Now for the checked block, we have this IL:

//000012:     checked
//000013:     {
//000014:         Console.WriteLine("{0:x}", (long)(testPtr + offset));
  IL_001d:  ldstr      "{0:x}"
  IL_0022:  ldloc.0
  IL_0023:  ldloc.1
  IL_0024:  add.ovf.un
  IL_0025:  conv.ovf.i8.un
  IL_0026:  box        [mscorlib]System.Int64
  IL_002b:  call       void [mscorlib]System.Console::WriteLine(string,
                                                                object)
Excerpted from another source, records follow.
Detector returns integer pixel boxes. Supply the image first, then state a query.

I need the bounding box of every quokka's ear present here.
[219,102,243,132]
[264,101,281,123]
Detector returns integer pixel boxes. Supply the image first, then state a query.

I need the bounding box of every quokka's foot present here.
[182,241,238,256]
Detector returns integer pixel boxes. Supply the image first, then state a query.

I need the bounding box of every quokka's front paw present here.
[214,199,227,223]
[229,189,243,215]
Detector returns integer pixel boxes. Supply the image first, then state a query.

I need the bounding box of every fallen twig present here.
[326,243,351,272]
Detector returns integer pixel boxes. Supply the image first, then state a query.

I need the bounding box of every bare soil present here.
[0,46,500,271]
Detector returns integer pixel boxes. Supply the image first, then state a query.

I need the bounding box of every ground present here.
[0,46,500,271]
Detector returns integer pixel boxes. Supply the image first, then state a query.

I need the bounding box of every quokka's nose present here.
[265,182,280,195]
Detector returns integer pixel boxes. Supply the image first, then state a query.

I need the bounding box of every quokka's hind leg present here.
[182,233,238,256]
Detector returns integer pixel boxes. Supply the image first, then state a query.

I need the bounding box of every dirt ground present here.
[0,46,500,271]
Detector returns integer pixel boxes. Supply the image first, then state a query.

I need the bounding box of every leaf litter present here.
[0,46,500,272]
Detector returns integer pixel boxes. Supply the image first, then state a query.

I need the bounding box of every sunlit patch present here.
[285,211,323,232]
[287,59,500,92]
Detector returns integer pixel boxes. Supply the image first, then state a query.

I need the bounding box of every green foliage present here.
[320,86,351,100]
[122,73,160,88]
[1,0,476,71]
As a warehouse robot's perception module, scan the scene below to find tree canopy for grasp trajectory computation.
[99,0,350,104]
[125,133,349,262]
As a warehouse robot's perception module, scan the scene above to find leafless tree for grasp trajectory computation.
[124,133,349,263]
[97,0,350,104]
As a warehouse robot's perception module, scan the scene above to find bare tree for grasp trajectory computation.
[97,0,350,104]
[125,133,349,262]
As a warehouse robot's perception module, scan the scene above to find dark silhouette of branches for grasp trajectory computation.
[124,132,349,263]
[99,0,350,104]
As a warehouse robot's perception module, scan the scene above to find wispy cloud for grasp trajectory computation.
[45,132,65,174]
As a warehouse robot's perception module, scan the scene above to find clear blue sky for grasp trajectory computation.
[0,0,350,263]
It is virtually identical, except for the add and conv opcode. For the add opcode we've added 2 'suffixes'. The first one is the ".ovf" suffix which has an obvious meaning: check for overflow, but it is also required to 'enable the second suffix: ".un". (i.e. there is no "add.un", only "add.ovf.un"). The ".un" has 2 effects. The most obvious one is that the additiona nd overflow checking are done as if the operands were unsigned integers. From our CS classes way back when, hopefully we all remember that thanks to two's complement binary encoding, signed addition and unsigned addition are the same, so the ".un" really only impacts the overflow checking, right?

Wrong.

Remember that on the IL stack we don't have 2 64-bit numbers, we have an int32 and a native int (after normalization). Well the ".un" means that the conversion from int32 to native is treated like a "conv.u" rather than the default "conv.i" as above. Thus uint.MaxValue is zero extended to 0x00000000FFFFFFFFL. Then the add correctly produces 0x0000000107FFFFFFL. The conv opcode makes sure the unsigned operand can be represented as a signed int64 (which it can).

Your fix works just find for 64-bit. At the IL level a more correct fix would be to explicitly convert the uint32 operand to native int or unsigned native int, and then both the check and unchecked would bhave identically for both 32-bit and 64-bit.

Answer 3

I'm answering my own question as I have solved the problem, but would still be interested in reading comments about why the behavior changes with checked vs unchecked.

This code demonstrates the problem as well as the solution (always casting the offset to long before adding):

public static unsafe void Main(string[] args)
{
    // Dummy pointer, never dereferenced
    byte* testPtr = (byte*)0x00000008000000L;

    uint offset = uint.MaxValue;

    unchecked
    {
        Console.WriteLine("{0:x}", (long)(testPtr + offset));
    }

    checked
    {
        Console.WriteLine("{0:x}", (long)(testPtr + offset));
    }

    unchecked
    {
        Console.WriteLine("{0:x}", (long)(testPtr + (long)offset));
    }

    checked
    {
        Console.WriteLine("{0:x}", (long)(testPtr + (long)offset));
    }
}

This will return (when run on a 64-bit machine):

7ffffff
107ffffff
107ffffff
107ffffff

(BTW, in my project I first wrote all the code as managed code without all this unsafe pointer arithmetic nastiness but found out it was using too much memory. This is just a hobby project; the only one that gets hurt if it blows up is me.)

Answer 4

Please double-check your unsafe code. Reading or writing memory outside the allocated block of memory causes that 'corruption'.